Kay was arrested in Dar es Salaam on 28 December 2020 and taken into police custody for 32 hours before being released on bail. She was advised to appear back before police authorities in the first week of January 2021. Kay was charged with not returning her Tanzanian passport after acquiring Australian citizenship, using the SIM card of a family member without registering it in her own name, and writing a satirical social media message about the handling of the COVID-19 pandemic in Tanzania. Ex-Muslim activists associated with The International Coalition of Ex-Muslims believed that Kay was questioned about the work of the organisation and why she left Islam during her interrogation, and they expressed concern for her welfare. Journalist Anthony Galloway reported that the charge of not registering a phone SIM card in one's own name has been used previously against other activists in Tanzania who have criticised the government.

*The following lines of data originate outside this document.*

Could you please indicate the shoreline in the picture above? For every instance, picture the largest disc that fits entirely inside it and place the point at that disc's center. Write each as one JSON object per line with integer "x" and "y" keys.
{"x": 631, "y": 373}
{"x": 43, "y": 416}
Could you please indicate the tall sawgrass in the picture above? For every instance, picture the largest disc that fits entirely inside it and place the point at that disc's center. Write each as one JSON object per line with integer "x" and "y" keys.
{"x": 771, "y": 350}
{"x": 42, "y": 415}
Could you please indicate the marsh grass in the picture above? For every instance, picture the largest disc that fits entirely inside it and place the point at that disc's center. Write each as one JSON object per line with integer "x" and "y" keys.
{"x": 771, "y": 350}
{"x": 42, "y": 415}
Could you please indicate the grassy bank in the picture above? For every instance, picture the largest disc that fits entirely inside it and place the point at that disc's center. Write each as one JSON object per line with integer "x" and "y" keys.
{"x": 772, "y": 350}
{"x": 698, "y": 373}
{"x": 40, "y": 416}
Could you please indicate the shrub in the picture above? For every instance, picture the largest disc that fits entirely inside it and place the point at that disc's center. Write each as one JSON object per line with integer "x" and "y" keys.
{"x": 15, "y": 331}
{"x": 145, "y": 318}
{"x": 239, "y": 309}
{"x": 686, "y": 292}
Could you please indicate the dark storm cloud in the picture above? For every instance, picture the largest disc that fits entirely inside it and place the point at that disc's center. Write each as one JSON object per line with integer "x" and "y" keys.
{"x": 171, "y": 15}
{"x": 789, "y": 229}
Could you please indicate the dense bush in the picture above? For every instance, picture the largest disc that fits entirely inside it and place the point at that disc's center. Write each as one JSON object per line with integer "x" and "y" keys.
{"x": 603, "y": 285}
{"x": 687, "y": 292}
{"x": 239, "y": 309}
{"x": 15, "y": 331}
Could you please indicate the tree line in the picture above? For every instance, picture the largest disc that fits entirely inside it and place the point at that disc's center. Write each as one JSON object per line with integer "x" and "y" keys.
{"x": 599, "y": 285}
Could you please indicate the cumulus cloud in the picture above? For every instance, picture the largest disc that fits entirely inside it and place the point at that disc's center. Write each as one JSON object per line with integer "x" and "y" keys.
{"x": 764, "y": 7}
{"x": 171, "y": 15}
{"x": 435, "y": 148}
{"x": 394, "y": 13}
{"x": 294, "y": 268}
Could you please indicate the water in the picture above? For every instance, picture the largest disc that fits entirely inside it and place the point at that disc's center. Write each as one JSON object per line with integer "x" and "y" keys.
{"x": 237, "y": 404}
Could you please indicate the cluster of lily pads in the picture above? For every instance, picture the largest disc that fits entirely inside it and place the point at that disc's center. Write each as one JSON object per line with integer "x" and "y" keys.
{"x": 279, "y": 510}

According to Louis Kalumbia, as attributed to Gerald Kihinga, the Tanzanian Immigration Commissioner of Passports and Citizenship, Kay is being investigated for failing to declare her acquisition of Australian citizenship allegedly continuing with two passports without returning the Tanzanian one, and doubts over her possible motive in failure to declare her acquisition of Australian citizenship, and what exactly caused her to visit Tanzania. If Kay is found guilty of the charges, she could face a one-year jail sentence or be required to pay a fine not exceeding Sh500,000. Louis Kalumbia also reports that Kay has visited Tanzania by taking Tanzanian visa. Kay returned to Australia on March 4, 2021. Tanzanian police did not formally charge her but helped delay her travel by reportedly misplacing her Australian passport.